Traditional medicines have a long history and there is now a great interest in discovering new molecules from natural sources for the treatment of many human diseases. An extensive variety of natural compounds has demonstrated antiviral action worldwide, including anti-HCV activity (Calland et al., 2012). In this context, compounds extracted from plants can provide an alternative approach to new therapies. Natural compounds present characteristics such as high chemical diversity, lower cost of production and milder or non-existent side effects than conventional treatment (Kitazato et al., 2007). Additionally, most of the drugs used today in the clinic were first discovered from plants and microorganisms (Mann, 2002). Therefore, they present a great opportunity to find novel compounds that can act as antiviral drugs.
The Brazilian flora represents a vast, largely untapped, resource of potential therapeutic compounds. The wide distribution of natural resources in Brazil and the natural diversity of chemical components provide the country with potential bioactive materials (Duarte et al., 2005). Here we investigate the antiviral effects of a panel of Brazilian natural compounds consisting of extracts, fractions and isolated compounds on HCV replication. These data are the first description of Brazilian natural compounds possessing anti-HCV activity.
2. Materials and methods
2.1. Natural compounds
Compounds were extracted from Maytrenus ilicifolia (APS, C, P and M), Peperomia blanda (5-362, 3-20, 3-43, 48-3, F3 and F6) and Piper fuligineum (F8–40). The root bark of M. ilicifolia was collected in the city of Ribeirão Preto (São Paulo State, Brazil, at 21°11′56.1″S; 47°46′42.2″W) in March 2006. The plant was identified by Rita Maria de Carvalho.

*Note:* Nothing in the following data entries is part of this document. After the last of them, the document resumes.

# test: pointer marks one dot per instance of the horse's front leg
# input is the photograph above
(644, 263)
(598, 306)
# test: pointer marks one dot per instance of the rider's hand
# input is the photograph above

A voucher specimen (HPM-BR 0059) has been deposited in the Herbarium of the University of Campinas, São Paulo, Brazil ( Santos et al., 2012). The aerial parts of P. blanda were collected at the Reserva da Ripasa, Ibaté – SP, Brazil in January of 2005 and identified by Dr. Elsie Franklin Guimarães. A voucher specimen (Kato-547) has been deposited at the Herbarium of the Institute of Bioscience, São Paulo University, São Paulo – SP, Brazil ( Felippe et al., 2008). The Piper fuligineum species was identified by Dr. Agnes Lamb of the Institute of Botany (IBt of São Paulo, SP, Brazil) and their voucher specimens are deposited in the Herbarium of the Institute of Botany (USP – SP) under the voucher Kato-0720.